«Уважаемая Подруга скорбящих, я пишу вам от моей сестренки Грейси, потому что с ней случилось что-то страшное и маме я боюсь сказать. Мне 15 лет, а Грейси 13, мы живем в Бруклине. Грейси глухонемая и выше меня, но не очень сообразительная, так как глухонемая. Она играет у нас на крыше дома и в школу не ходит кроме как в школу глухонемых два раза в неделю по вторникам и четвергам. Мама велит ей играть на крыше потому что мы боимся, что бы ее не переехало — она не очень сообразительная. А на прошлой неделе на крышу влез человек и сделал с ней что-то нехорошее. Она мне рассказал, а я не знаю как быть и боюсь рассказать маме потому что она наверно изобьет Грейси.
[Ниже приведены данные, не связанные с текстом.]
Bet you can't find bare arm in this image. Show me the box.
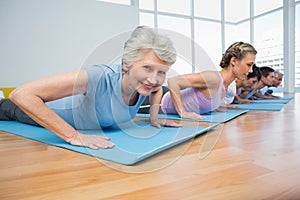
[254,92,278,99]
[168,72,219,119]
[150,87,181,128]
[9,70,112,149]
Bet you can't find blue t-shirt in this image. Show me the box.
[46,65,146,129]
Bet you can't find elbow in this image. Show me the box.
[8,88,24,103]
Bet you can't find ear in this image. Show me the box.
[230,56,236,67]
[122,62,130,72]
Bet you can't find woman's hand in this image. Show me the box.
[150,118,182,128]
[69,132,114,149]
[180,111,205,120]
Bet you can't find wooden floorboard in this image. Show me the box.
[0,94,300,200]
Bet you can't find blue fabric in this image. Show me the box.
[46,65,145,129]
[252,99,290,104]
[136,109,248,123]
[0,121,218,165]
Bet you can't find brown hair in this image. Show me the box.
[220,42,257,68]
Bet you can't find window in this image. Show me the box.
[96,0,131,6]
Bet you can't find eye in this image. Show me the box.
[158,71,166,75]
[143,65,151,71]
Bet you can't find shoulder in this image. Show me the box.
[200,71,221,85]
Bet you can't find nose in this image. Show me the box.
[147,72,157,85]
[248,65,253,73]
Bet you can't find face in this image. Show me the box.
[261,72,275,86]
[123,50,169,96]
[272,74,283,87]
[231,53,256,80]
[243,77,258,90]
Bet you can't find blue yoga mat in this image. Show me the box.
[0,121,218,165]
[231,103,285,111]
[136,109,248,123]
[252,97,292,104]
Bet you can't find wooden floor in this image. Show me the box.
[0,94,300,200]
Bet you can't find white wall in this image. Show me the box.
[0,0,139,87]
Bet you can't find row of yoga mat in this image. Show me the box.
[0,97,293,165]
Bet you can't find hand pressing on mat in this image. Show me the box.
[0,26,176,149]
[69,132,114,149]
[150,119,182,128]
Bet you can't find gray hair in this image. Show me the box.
[274,70,283,78]
[122,26,176,66]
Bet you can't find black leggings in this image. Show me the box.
[0,99,40,126]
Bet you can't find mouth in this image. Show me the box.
[142,84,155,92]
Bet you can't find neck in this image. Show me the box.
[220,69,235,88]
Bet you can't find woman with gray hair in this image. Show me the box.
[0,26,176,149]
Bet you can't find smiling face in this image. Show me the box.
[242,77,258,90]
[122,49,169,96]
[261,72,275,86]
[231,53,256,80]
[272,74,283,87]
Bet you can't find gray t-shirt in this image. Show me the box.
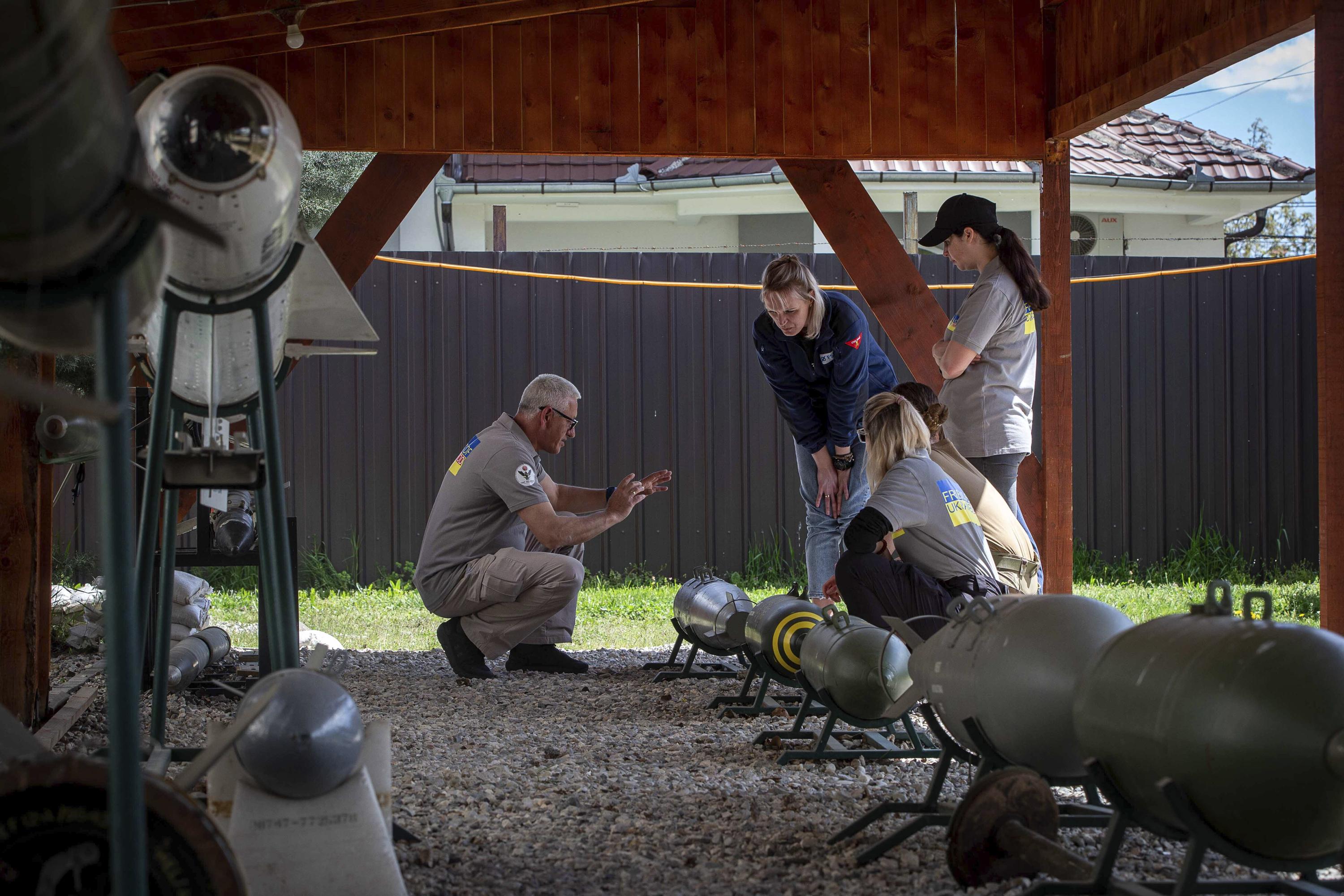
[938,258,1036,457]
[415,414,550,610]
[867,451,996,582]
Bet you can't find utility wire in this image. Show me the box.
[1165,69,1316,99]
[1185,58,1316,118]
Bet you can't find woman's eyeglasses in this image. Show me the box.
[547,405,579,435]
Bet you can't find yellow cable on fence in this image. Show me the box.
[374,253,1316,292]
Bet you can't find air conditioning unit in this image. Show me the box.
[1068,212,1125,255]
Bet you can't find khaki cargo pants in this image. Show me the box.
[434,532,583,659]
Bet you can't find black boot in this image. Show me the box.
[504,643,587,673]
[438,618,497,678]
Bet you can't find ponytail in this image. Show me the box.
[863,392,929,487]
[892,380,948,439]
[976,227,1050,312]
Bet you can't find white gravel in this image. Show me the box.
[58,650,1301,896]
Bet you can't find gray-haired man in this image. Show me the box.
[415,374,672,678]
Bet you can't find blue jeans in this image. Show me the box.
[966,452,1046,594]
[793,442,868,598]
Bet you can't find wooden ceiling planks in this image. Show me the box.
[150,0,1046,160]
[1048,0,1314,138]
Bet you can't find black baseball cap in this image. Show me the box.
[919,194,999,246]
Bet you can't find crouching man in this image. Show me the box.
[415,374,672,678]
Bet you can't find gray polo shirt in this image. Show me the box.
[938,258,1036,457]
[867,451,997,582]
[415,414,550,610]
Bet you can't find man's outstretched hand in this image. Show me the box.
[640,470,672,494]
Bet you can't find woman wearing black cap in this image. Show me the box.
[919,194,1050,577]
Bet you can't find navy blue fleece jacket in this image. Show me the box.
[751,292,896,452]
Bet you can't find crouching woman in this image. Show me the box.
[835,392,1005,637]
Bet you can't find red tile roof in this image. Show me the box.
[462,109,1314,183]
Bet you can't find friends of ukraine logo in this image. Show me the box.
[938,479,980,525]
[448,435,481,475]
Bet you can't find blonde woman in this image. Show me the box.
[895,383,1040,594]
[828,392,1005,637]
[753,255,896,599]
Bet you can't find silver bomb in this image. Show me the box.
[1074,582,1344,860]
[672,573,751,650]
[234,669,364,799]
[884,594,1133,778]
[800,607,913,719]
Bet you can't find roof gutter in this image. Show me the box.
[452,171,1316,196]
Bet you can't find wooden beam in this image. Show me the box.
[1316,0,1344,634]
[0,352,55,725]
[780,159,948,392]
[112,0,656,71]
[316,152,448,289]
[1046,0,1317,140]
[1028,140,1074,594]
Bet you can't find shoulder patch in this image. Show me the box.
[448,435,481,475]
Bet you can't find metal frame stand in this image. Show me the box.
[828,704,1114,865]
[708,646,827,719]
[644,619,751,682]
[132,243,304,744]
[1027,759,1344,896]
[753,672,938,766]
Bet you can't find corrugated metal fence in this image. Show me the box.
[56,253,1317,580]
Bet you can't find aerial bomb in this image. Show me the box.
[672,573,751,650]
[743,594,821,678]
[234,668,364,799]
[168,626,233,693]
[210,489,257,557]
[137,66,378,407]
[1073,582,1344,860]
[36,413,99,458]
[884,594,1133,778]
[798,607,913,719]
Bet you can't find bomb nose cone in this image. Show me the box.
[1325,728,1344,780]
[153,75,273,184]
[215,510,257,557]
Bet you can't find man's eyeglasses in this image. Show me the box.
[547,405,579,435]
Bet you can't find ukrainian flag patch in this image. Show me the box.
[448,435,481,475]
[938,479,980,525]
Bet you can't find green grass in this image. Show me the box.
[210,576,1320,650]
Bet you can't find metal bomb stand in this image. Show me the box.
[134,241,304,752]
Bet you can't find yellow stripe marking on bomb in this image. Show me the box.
[770,610,821,672]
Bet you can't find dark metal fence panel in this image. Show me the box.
[56,253,1317,580]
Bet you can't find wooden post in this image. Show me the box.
[316,152,448,289]
[492,206,508,253]
[1316,0,1344,634]
[900,191,919,255]
[0,353,55,725]
[1027,140,1074,594]
[780,159,948,392]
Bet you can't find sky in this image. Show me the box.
[1148,31,1316,203]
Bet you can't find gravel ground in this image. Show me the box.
[58,650,1312,896]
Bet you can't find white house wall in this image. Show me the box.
[387,181,1293,258]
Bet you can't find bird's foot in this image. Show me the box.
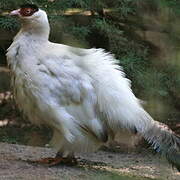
[27,157,77,167]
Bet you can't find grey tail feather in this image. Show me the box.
[143,121,180,171]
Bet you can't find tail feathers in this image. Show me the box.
[143,121,180,171]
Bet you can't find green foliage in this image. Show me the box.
[0,17,19,30]
[0,0,180,119]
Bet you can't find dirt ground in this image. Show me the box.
[0,68,180,180]
[0,143,180,180]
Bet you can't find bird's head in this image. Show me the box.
[9,4,49,36]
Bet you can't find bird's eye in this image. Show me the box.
[20,8,35,16]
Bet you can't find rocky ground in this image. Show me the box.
[0,143,180,180]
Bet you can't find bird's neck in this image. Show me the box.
[19,21,50,41]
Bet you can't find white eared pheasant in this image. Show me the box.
[7,4,180,170]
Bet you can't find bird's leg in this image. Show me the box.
[27,152,77,166]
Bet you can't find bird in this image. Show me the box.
[6,4,180,171]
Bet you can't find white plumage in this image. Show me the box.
[7,5,180,168]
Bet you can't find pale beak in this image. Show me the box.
[9,9,20,16]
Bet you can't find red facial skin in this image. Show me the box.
[20,8,36,16]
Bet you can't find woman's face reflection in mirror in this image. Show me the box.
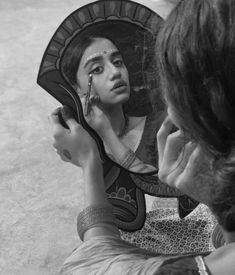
[76,38,130,111]
[63,36,156,173]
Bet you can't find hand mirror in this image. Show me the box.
[37,0,199,231]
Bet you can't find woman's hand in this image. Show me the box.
[80,96,112,139]
[157,117,213,204]
[49,106,101,168]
Я боюсь, что у Грейси будет ребенок и вчера ночью я долго слушал ей живот — не слышно ли там ребенка, но ничего не слышно. Если я скажу маме, она ее страшно изобьет, потому что я один люблю Грейси, а в прошлый раз, когда она порвала платье ее заперли в чулане на два дня и если соседские мальчишки узнают про это, они будут говорить гадости, как про сестру Блохи Коннора когда ее застали на пустыре. Скажите, пожалуйста, что бы вы сделали, если бы это случилось в вашей семье.
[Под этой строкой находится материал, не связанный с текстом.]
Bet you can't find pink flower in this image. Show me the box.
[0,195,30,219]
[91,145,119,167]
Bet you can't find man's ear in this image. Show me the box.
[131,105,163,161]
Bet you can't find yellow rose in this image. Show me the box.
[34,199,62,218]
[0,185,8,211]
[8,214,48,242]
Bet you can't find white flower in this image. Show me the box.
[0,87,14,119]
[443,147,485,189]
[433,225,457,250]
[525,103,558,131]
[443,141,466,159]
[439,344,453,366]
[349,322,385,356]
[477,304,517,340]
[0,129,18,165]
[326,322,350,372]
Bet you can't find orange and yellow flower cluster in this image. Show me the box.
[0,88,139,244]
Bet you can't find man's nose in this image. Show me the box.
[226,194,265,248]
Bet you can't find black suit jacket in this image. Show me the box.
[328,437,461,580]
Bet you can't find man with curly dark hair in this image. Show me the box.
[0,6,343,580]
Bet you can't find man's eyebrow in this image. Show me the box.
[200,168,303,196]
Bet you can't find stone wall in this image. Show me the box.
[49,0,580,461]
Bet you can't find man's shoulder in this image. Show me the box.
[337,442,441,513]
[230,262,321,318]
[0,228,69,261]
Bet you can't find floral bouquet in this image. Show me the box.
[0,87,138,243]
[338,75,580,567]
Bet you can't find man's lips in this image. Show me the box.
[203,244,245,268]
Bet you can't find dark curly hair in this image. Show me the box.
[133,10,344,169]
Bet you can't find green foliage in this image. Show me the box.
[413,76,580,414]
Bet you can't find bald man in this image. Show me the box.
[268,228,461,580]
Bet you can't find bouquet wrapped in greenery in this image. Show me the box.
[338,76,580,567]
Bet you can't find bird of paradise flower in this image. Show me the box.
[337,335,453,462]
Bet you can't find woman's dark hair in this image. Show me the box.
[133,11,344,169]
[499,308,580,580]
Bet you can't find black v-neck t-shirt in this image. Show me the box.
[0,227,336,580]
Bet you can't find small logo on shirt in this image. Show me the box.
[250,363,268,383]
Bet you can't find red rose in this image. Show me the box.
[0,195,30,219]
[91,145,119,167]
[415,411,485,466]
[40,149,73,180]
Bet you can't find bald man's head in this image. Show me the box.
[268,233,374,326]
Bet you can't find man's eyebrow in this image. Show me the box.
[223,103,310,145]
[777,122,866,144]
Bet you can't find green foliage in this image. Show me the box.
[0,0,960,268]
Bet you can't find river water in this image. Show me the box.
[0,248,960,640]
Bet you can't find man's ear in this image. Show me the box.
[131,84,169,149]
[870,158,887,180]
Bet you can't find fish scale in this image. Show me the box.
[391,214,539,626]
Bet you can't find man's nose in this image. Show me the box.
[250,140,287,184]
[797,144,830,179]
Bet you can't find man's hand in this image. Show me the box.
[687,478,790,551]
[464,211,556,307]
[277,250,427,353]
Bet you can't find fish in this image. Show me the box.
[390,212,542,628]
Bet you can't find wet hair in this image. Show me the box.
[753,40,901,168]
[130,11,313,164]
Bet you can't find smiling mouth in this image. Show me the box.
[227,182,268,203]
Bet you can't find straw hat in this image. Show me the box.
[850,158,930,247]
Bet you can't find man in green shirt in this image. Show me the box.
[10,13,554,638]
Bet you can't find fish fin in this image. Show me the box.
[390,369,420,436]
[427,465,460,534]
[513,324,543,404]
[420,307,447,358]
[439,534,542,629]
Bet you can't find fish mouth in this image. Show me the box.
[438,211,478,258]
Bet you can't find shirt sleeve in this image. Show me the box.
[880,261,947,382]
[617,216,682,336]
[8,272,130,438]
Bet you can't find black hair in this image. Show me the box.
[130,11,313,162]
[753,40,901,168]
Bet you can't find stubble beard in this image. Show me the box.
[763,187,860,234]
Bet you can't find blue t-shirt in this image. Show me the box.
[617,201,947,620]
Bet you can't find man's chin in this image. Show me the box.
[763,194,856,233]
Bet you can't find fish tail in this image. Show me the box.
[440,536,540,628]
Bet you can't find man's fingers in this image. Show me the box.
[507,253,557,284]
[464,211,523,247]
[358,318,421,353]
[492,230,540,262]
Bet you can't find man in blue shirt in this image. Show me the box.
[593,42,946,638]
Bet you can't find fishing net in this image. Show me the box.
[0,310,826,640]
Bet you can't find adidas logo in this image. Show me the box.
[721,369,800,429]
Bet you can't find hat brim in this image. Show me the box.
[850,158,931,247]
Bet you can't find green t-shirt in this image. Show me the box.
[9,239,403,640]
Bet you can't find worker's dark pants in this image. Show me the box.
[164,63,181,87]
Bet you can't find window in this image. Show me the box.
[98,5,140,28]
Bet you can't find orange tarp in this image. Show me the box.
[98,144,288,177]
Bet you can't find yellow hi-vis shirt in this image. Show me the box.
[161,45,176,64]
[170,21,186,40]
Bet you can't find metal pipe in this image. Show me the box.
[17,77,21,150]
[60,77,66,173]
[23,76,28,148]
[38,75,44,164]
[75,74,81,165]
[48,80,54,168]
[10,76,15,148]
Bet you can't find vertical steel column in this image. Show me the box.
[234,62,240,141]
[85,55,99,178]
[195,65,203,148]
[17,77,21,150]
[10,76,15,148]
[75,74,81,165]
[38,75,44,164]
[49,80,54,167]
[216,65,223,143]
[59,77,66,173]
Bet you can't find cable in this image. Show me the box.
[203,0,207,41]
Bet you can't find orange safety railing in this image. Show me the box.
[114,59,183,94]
Он перестал читать. Ответ был — Христос, но Подруга скорбящих был сыт этим по горло. Кроме того, над Христом особенно любил потешаться Шрайк. «Душа Подруги с., восславь меня. Тело Подруги с., напитай меня. Кровь Подруги…» Он повернулся к пишущей машинке.
Несмотря на модный дешевый костюм, в нем все равно легко было угадать сына баптистского священника. Ему бы пошла борода — она оттенила бы его библейскую внешность. Но и без бороды всякий распознал бы в нем пуританина из Новой Англии. Лоб у него был высокий и узкий. Нос длинный и костистый. Костлявый, раздвоенный подбородок формой напоминал копыто. Увидев его в первый раз, Шрайк улыбнулся и сказал: «Сюзанны Честер, Беатрисы Фэрфакс и Подруги скорбящих — жрецы Америки XX века».
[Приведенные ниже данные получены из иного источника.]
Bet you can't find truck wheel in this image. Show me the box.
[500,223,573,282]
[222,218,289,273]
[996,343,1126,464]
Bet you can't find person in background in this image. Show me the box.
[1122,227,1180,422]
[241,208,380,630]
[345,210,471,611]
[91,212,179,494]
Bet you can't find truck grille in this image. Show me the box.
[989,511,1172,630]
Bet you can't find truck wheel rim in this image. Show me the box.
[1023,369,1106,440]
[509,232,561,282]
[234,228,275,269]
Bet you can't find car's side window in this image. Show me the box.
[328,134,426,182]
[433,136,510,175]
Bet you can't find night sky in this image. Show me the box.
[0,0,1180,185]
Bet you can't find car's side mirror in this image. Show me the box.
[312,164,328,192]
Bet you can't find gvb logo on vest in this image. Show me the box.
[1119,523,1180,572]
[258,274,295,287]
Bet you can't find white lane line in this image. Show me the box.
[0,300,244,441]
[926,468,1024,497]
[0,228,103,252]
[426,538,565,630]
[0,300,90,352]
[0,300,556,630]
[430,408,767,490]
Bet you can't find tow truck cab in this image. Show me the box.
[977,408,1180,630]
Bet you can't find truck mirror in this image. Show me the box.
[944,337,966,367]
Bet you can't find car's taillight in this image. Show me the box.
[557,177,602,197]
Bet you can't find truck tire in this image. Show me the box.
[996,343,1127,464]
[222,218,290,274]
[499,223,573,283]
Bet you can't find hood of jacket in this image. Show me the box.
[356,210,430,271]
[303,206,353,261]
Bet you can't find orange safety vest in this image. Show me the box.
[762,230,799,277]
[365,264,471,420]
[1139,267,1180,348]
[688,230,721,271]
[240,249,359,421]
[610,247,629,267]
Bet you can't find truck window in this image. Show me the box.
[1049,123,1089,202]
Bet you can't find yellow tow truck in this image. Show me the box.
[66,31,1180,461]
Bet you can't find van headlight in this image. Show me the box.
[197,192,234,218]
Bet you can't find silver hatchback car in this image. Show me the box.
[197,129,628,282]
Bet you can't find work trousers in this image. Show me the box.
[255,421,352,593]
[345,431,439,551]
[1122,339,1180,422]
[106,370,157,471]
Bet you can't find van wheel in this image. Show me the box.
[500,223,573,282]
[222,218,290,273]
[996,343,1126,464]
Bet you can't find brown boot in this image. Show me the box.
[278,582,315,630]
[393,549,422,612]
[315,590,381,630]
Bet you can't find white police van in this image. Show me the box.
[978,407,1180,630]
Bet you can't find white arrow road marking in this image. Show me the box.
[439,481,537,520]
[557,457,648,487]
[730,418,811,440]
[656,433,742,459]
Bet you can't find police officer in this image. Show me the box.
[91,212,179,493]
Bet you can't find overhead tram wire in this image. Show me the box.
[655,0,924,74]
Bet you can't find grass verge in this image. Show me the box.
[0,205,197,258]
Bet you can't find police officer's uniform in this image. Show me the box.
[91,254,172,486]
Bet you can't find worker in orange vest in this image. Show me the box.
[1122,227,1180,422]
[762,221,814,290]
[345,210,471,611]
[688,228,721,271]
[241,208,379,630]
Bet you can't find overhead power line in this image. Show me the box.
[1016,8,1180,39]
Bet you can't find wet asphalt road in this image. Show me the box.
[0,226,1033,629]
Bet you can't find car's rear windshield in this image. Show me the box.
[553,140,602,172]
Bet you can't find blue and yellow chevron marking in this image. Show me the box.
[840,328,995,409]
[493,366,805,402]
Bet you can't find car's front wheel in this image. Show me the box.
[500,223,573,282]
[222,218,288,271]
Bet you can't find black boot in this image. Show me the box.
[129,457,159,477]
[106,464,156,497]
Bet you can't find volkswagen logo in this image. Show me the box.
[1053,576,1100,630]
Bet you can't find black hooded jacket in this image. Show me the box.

Пришел курьер: Шрайк спрашивает, готов ли материал. Он нагнулся к машинке и застучал по клавишам. Но не успел написать и десятка слов, как над плечом его склонился Шрайк.
— Старая песня, — сказал он. — Выдал бы что-нибудь новенькое, обнадеживающее. Про искусство. А ну-ка, я продиктую:
«Выход — в искусстве.
Не позволяйте жизни взять верх над вами. Когда старые дороги завалены обломками крушения, ищите новых, свободных дорог. Такая дорога — искусство. Искусство настояно на страданиях. Как воскликнул сквозь роскошную русскую бороду мистер Польникофф, когда на восемьдесят седьмом году жизни закрыл свое дело, чтобы изучать китайский язык: „Мы еще только начинаем…“
Искусство — один из самых щедрых даров жизни.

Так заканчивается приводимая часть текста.